The unequivocal highlight of this episode was Kyle MacLachlan. His lines had the potential to degenerate into slippery hamminess, and MacLachlan has been guilty of that this season, but he managed to avoid it here. The liens he was given were wonderfully overblown, but had an emotional core, and MacLachlan found that core and played to it. He was also having a hell of a lot of fun, reading lines that remind me of some of the better villains with a bubbly comedic quality. His under-the-surface anger matched with constant exasperation and genuine enthusiasm for the hunt for the ancient city (built by "blue angels" who came to destroy us all) made him a hoot to watch. Reed Diamond doesn't seem to be having as much fun, or they aren't letting him have enough fun, as the meniacle Nazi commander, but Skye's dad is turning into an unexpected boon.
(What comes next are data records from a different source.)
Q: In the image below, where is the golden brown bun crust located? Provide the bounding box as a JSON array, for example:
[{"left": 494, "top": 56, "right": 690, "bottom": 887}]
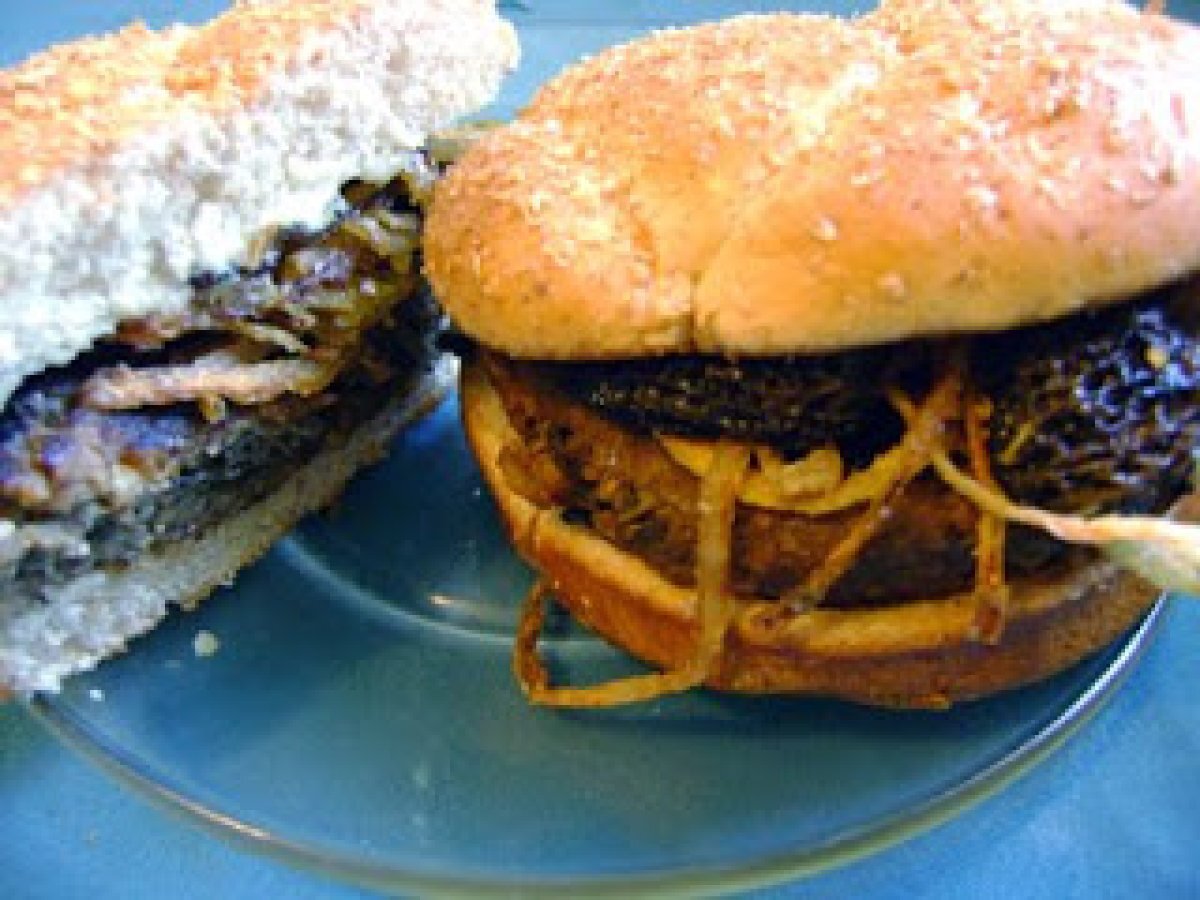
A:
[
  {"left": 462, "top": 366, "right": 1158, "bottom": 707},
  {"left": 426, "top": 0, "right": 1200, "bottom": 358}
]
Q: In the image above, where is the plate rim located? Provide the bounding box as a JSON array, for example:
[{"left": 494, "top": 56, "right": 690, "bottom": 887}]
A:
[{"left": 24, "top": 595, "right": 1170, "bottom": 898}]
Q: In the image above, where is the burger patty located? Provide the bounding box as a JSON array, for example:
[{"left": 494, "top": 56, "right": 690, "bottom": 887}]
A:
[
  {"left": 486, "top": 289, "right": 1200, "bottom": 606},
  {"left": 0, "top": 165, "right": 440, "bottom": 605},
  {"left": 487, "top": 356, "right": 1062, "bottom": 606},
  {"left": 536, "top": 281, "right": 1200, "bottom": 514}
]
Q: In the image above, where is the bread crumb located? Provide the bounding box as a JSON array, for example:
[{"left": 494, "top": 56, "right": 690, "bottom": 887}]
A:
[{"left": 192, "top": 631, "right": 221, "bottom": 658}]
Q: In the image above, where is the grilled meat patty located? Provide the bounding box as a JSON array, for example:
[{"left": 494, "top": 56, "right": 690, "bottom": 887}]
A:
[
  {"left": 0, "top": 166, "right": 440, "bottom": 605},
  {"left": 486, "top": 289, "right": 1200, "bottom": 605}
]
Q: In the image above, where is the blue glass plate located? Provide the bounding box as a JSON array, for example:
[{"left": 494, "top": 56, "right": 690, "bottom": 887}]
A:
[
  {"left": 14, "top": 0, "right": 1157, "bottom": 895},
  {"left": 34, "top": 400, "right": 1154, "bottom": 893}
]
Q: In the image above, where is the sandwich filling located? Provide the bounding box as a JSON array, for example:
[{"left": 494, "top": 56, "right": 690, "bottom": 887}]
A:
[
  {"left": 0, "top": 160, "right": 439, "bottom": 612},
  {"left": 485, "top": 281, "right": 1200, "bottom": 640}
]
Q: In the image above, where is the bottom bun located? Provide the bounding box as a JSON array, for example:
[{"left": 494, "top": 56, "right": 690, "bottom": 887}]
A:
[
  {"left": 0, "top": 358, "right": 454, "bottom": 695},
  {"left": 461, "top": 365, "right": 1159, "bottom": 708}
]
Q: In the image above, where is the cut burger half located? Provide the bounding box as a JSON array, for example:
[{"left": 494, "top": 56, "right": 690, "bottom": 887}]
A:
[
  {"left": 426, "top": 0, "right": 1200, "bottom": 707},
  {"left": 0, "top": 0, "right": 517, "bottom": 694}
]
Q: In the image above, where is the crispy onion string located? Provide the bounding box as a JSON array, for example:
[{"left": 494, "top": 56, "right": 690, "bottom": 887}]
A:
[
  {"left": 962, "top": 391, "right": 1009, "bottom": 644},
  {"left": 782, "top": 366, "right": 962, "bottom": 610},
  {"left": 512, "top": 442, "right": 750, "bottom": 707},
  {"left": 890, "top": 391, "right": 1200, "bottom": 594}
]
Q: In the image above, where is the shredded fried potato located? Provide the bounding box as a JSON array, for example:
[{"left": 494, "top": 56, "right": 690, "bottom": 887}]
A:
[{"left": 512, "top": 443, "right": 750, "bottom": 707}]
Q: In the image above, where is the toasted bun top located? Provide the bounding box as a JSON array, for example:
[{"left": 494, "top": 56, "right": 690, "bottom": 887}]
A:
[
  {"left": 426, "top": 0, "right": 1200, "bottom": 358},
  {"left": 0, "top": 0, "right": 517, "bottom": 402}
]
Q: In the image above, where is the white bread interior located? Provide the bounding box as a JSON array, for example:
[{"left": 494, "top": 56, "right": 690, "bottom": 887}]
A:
[
  {"left": 0, "top": 356, "right": 457, "bottom": 696},
  {"left": 0, "top": 0, "right": 517, "bottom": 402},
  {"left": 426, "top": 0, "right": 1200, "bottom": 359}
]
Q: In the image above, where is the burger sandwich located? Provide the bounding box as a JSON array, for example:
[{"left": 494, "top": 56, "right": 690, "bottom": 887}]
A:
[
  {"left": 0, "top": 0, "right": 516, "bottom": 694},
  {"left": 426, "top": 0, "right": 1200, "bottom": 708}
]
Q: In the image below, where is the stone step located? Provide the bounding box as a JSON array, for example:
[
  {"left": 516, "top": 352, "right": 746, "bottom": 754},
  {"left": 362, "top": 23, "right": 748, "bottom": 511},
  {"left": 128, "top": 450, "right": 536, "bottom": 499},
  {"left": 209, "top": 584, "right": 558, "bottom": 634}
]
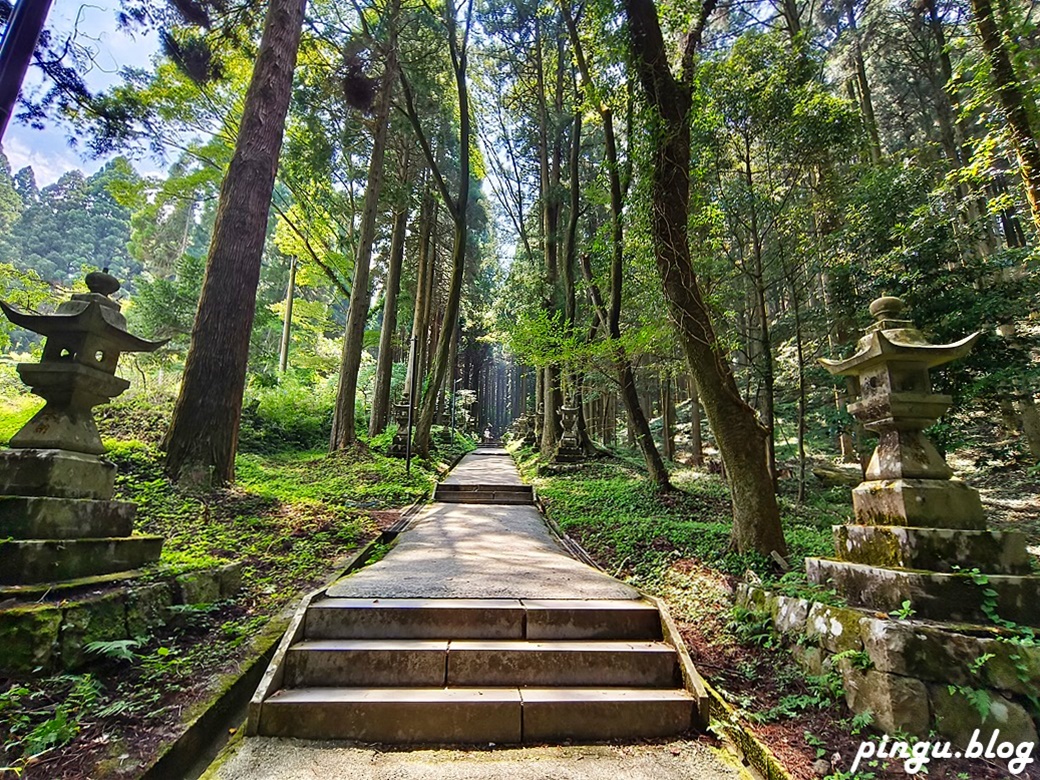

The weak link, unfortunately, was once again Ward. Not because Ward returned to his former boring self. He remains interesting in his evilness. And an episode focusing on his torturing his brother, attempting to find the rotten pit from what sprung his vile nature would have been fascinating. But sandwiched between these two stronger and more interconnected stories (Bobbi spent the episode getting into the head of Whitehall's number 2), it just didn't have the elbow room to develop as completely as it needed to, and paled in comparison to the flashbacks in terms of emotional weight. The conclusion too, the off-screen offing of his former life, left to be explained by a news cast (a lazy device, that) rolls off the episode like water off a duck, when it should have clung to the viewer's mind like a limpet. But that we've moved to the point where there were too many interesting stories being told in this episode, that one wasn't interesting enough, then that is a massive improvement from the way things used to be.